So John Boehner thinks the announced resignation of Christina Romer, in combination with the latest jobs report, is evidence the Obama administration needs to seriously retool its economic policy:
"After another disappointing jobs report and the resignation of one of the chief architects of the trillion-dollar ‘stimulus,' it's time for President Obama to listen to the American people and face up to the fact that his ‘stimulus' policies aren't working."
Set aside for a moment the fact that Boehner's logic leans heavily on how you define "working." (The stimulus may not have initiated a jobs recovery, but there's every reason to think it has prevented a far worse plunge.) David Dayen has a post up suggesting what lots of people already suspected -- that Romer's resignation was driven largely by frustration over her lack of voice in Obama's economic team, and her inability to get input past the firewall of Larry Summers and Tim Geithner. And a big theme of that frustration was the stimulus bill:
On macroeconomic issues, the policies of this White House have clearly been driven by the axis of Summers and Geithner. Romer's initial forecast for the stimulus, showing the need for a $1.2 trillion dollar jolt to the economy, was internally overruled.
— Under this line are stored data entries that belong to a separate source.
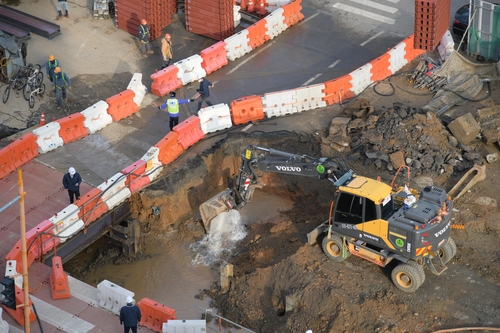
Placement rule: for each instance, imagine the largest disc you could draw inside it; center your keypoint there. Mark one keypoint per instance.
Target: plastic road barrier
(215, 118)
(237, 45)
(48, 137)
(112, 297)
(96, 117)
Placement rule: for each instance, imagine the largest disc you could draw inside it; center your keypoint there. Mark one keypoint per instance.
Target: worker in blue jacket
(172, 105)
(61, 83)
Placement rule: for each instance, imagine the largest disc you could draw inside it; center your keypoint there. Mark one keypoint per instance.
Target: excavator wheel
(335, 249)
(447, 251)
(406, 277)
(420, 270)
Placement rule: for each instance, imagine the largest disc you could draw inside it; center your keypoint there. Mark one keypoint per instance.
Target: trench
(168, 269)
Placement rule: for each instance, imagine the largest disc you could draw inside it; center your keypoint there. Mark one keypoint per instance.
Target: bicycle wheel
(41, 90)
(27, 91)
(32, 102)
(6, 94)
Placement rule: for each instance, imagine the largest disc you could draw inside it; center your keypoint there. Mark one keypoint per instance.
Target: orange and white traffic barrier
(112, 297)
(96, 117)
(237, 45)
(215, 118)
(48, 137)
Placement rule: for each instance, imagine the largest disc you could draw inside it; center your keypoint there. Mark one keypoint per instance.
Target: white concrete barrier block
(112, 297)
(361, 78)
(96, 117)
(275, 23)
(138, 88)
(190, 68)
(153, 166)
(114, 190)
(397, 57)
(215, 118)
(310, 97)
(48, 137)
(279, 103)
(237, 45)
(67, 223)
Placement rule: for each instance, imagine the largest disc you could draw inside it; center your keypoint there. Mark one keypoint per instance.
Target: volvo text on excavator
(369, 218)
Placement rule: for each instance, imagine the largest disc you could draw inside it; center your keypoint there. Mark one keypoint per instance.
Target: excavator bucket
(222, 202)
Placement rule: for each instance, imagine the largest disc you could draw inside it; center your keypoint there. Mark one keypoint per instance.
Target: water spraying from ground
(226, 230)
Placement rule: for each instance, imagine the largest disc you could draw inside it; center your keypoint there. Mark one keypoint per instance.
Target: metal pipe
(10, 203)
(229, 321)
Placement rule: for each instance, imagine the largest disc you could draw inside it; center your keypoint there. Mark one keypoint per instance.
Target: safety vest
(173, 107)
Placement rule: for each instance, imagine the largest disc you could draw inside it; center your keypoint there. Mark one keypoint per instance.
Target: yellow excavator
(368, 218)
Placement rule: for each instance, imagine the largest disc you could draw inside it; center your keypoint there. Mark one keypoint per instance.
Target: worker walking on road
(144, 38)
(51, 65)
(61, 83)
(166, 51)
(130, 316)
(61, 3)
(71, 182)
(172, 105)
(204, 91)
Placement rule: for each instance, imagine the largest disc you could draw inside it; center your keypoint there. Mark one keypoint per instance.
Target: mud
(282, 284)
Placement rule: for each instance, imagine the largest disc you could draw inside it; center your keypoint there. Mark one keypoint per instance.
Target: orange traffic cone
(42, 120)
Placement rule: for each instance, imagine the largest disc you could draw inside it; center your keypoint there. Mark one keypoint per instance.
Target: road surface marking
(311, 79)
(248, 59)
(376, 5)
(364, 13)
(309, 18)
(371, 38)
(334, 64)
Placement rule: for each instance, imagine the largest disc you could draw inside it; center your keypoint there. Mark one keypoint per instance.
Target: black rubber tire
(41, 90)
(6, 94)
(406, 277)
(333, 248)
(445, 252)
(27, 91)
(453, 246)
(420, 270)
(32, 101)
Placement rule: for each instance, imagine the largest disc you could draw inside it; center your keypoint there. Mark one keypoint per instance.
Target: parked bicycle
(17, 83)
(34, 84)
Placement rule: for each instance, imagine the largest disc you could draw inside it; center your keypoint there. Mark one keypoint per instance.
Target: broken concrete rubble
(398, 136)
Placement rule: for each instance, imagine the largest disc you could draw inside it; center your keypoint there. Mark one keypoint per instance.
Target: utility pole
(24, 252)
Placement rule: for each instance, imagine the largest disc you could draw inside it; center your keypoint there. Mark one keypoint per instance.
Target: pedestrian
(166, 51)
(204, 91)
(130, 315)
(61, 83)
(172, 105)
(71, 182)
(144, 38)
(61, 3)
(51, 65)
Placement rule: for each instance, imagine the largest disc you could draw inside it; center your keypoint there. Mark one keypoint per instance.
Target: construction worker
(61, 83)
(51, 65)
(61, 3)
(166, 51)
(204, 91)
(144, 38)
(172, 105)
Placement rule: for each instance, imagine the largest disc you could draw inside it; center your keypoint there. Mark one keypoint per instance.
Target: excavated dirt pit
(273, 262)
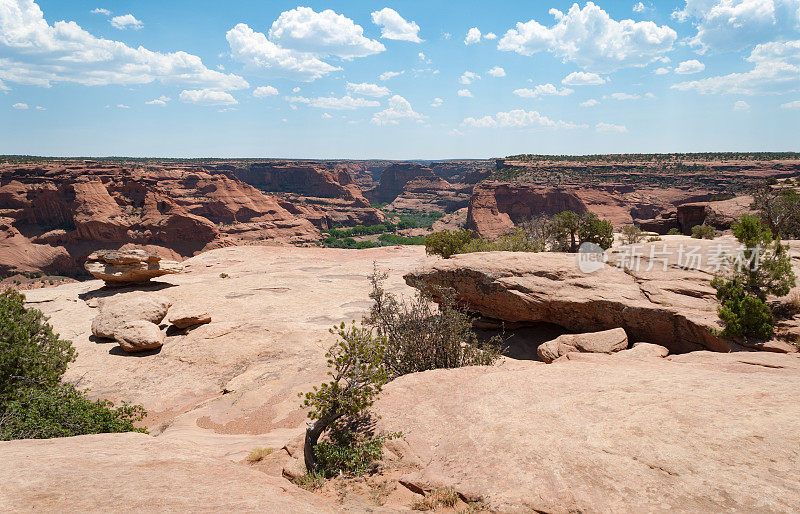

Of course, that Romer thought the stimulus wasn't big enough isn't what Boehner's hinting at, and isn't what he wants the American people to think. Boehner's reaction to the House's initial $819 billion package and his broader theory of jobs stimulus show his preferred level of government spending in this area is zero. Which means Boehner isn't engaging in a meaningful critique here, just raw political opportunism. Which, admittedly, isn't the most surprising thing coming from him.